Chinese dealers use TBML to channel A$1 billion-a-year of drugs proceeds from New South Wales

Chinese manufacturers of amphetamine-type stimulants are using trade-based money laundering (TBML) extensively to conceal drugs proceeds from the Australian state of New South Wales (NSW) according the NSW Crime Commission.

In its annual report, the commission said that organised crime is worse than ever, and admits that Chinese drugs barons employing TBML methods are beyond its reach.

Sophisticated TBML

Organised crime groups and professional money launders are using informal remittance providers, digital currencies and bulk cash smuggling to launder illegally gained money. But they are also turning to what the commission describes as sophisticated TBML techniques to move cash.

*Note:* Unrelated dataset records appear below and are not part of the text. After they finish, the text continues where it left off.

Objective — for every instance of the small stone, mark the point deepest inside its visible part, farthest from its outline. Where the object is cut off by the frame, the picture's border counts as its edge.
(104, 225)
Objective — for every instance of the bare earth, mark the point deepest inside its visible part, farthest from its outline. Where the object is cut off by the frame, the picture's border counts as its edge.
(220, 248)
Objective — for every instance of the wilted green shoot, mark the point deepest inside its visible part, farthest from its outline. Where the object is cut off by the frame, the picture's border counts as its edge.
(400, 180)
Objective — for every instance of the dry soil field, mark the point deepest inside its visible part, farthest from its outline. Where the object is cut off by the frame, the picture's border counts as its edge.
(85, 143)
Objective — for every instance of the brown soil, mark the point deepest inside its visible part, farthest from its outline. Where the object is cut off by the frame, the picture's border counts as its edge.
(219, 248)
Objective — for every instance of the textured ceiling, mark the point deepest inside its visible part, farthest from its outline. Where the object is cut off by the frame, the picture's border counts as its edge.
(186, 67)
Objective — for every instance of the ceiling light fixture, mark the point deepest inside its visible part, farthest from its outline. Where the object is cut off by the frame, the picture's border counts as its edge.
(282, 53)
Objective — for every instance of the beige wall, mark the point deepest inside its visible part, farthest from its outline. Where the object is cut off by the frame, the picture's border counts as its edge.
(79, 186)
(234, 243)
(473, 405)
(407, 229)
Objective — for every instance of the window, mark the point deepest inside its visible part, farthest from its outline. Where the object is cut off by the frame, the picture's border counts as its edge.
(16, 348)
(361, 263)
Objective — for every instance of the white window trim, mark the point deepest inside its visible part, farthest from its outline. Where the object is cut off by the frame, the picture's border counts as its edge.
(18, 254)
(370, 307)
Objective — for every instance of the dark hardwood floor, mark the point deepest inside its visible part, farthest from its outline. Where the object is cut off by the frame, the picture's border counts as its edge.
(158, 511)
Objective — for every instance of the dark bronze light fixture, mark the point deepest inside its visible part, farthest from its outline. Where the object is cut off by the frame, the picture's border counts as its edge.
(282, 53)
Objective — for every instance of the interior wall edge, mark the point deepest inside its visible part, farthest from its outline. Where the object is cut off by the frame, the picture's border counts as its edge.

China is regarded as a source supply country for the manufacture of amphetamine-type stimulants and is Australia’s largest legitimate trade partner. This provides what the report describes as substantial opportunities for organised crime to engage in TBML.

Counting the cost

The commission admits it is difficult to detect TBML while the approximate value of funds being transferred to China, allegedly or likely derived by organised crime activity, is almost impossible to assess.

The commission nevertheless reckons it is safe to say that these illicit fund flows can be measured in the hundreds of millions of Australian dollars (A$) and probably in excess of A$1 billion (US$750 million).

Figures reported by the Australian Criminal Intelligence Commission indicate that, taking account of all types of money laundering, “many billions of dollars” of funds are generated annually through the sale of prohibited drugs.